Processing scanned PDF documents

PDF-XChange Viewer SDK for Developer's
(ActiveX and Simple DLL Versions)

Moderators: PDF-XChange Support, Daniel - PDF-XChange, Chris - PDF-XChange, Sean - PDF-XChange, Vasyl - PDF-XChange, Ivan - Tracker Software, Stefan - PDF-XChange

anti_g
User
Posts: 22
Joined: Thu Apr 02, 2009 9:55 am

Processing scanned PDF documents

Post by anti_g »

Hello,

I wonder if there are some special system requirements for scanners which create PDF documents. We have an interesting phenomenon here: some scanned documents work fine with annotations and text functions and some are "rejected" by certain text functions. The function GetAllText seems to be especially "picky".
The command "Find" works sometimes even if GetAllText fails.
Attached are 2 sample PDFs, the one (scanned with a Canon scanner) works, the other one does not even allow the highlighting.

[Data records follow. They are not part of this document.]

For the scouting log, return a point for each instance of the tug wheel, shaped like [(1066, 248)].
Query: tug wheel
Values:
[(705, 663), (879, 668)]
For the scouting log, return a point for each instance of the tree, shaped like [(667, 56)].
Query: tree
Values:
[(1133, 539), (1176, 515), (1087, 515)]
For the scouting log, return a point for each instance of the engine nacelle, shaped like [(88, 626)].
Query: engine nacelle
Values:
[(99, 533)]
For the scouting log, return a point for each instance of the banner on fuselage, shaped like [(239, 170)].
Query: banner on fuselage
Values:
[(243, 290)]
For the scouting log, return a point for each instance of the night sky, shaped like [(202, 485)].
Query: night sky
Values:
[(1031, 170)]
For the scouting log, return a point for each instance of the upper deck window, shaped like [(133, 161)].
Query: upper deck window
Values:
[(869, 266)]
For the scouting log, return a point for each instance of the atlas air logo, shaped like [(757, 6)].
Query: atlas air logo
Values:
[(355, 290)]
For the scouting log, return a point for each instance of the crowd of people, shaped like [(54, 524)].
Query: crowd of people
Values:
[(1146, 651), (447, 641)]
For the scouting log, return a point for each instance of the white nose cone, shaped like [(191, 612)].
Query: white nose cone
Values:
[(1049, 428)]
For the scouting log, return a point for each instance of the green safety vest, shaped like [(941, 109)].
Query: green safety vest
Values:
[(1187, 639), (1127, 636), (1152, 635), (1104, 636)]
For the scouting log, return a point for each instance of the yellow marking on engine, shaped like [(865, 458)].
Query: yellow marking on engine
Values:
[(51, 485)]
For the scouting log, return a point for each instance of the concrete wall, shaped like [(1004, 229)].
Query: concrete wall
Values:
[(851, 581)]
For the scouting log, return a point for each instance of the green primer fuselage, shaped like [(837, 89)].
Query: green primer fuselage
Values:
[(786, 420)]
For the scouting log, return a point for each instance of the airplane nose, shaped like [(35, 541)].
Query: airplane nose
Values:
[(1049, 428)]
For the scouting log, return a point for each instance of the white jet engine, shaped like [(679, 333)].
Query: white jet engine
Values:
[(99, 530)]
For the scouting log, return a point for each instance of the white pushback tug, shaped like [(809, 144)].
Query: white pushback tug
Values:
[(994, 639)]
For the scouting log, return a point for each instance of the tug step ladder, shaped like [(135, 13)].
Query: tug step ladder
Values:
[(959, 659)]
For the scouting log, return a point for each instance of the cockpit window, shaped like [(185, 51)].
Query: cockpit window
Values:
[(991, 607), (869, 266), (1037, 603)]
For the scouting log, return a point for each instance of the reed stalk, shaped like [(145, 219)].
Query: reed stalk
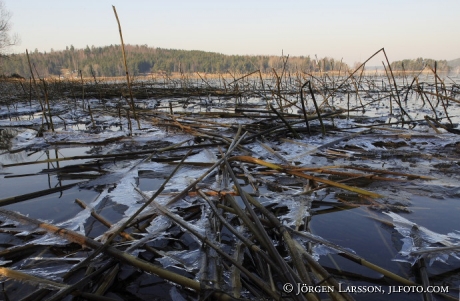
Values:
[(132, 105)]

It is clear to me that not all scanned documents can be processed correctly, but I need to know which ones, why, what are the limitations etc. in order to inform our customers.

Thanks,
Anton.
scannedFiles.ZIP
You do not have the required permissions to view the files attached to this post.
Corwin - Tracker Sup
User
Posts: 664
Joined: Tue Nov 14, 2006 12:23 pm

Re: Processing scanned PDF documents

Post by Corwin - Tracker Sup »

Hi Anton,

Actually scanning gives an image of a page without the possibility to select any text.

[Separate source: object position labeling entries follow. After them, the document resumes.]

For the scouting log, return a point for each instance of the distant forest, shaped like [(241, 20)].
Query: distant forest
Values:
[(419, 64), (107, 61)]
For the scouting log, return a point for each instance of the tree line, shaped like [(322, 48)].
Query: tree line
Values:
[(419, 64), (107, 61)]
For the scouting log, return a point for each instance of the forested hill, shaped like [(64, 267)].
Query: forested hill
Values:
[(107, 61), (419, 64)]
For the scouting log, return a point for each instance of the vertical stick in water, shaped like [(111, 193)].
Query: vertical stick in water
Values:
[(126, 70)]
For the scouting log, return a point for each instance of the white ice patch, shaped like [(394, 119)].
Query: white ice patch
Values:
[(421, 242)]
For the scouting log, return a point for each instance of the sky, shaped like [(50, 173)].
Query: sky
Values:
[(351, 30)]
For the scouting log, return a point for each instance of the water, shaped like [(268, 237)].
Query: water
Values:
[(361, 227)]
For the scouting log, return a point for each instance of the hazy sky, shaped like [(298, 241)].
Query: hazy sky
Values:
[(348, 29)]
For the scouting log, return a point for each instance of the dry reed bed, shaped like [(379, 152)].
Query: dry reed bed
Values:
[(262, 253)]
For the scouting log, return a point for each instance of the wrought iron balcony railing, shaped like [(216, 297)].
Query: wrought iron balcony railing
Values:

I suspect that when you scan to your Canon_DR_2580C.pdf it also uses some OCR (Optical Character Recognition) program provided which creates selectable text in those PDFs.

At this time we do not offer an OCR solution - though we have been working on our own OCR library for the past 4+ years - it is not available yet as a commercial release.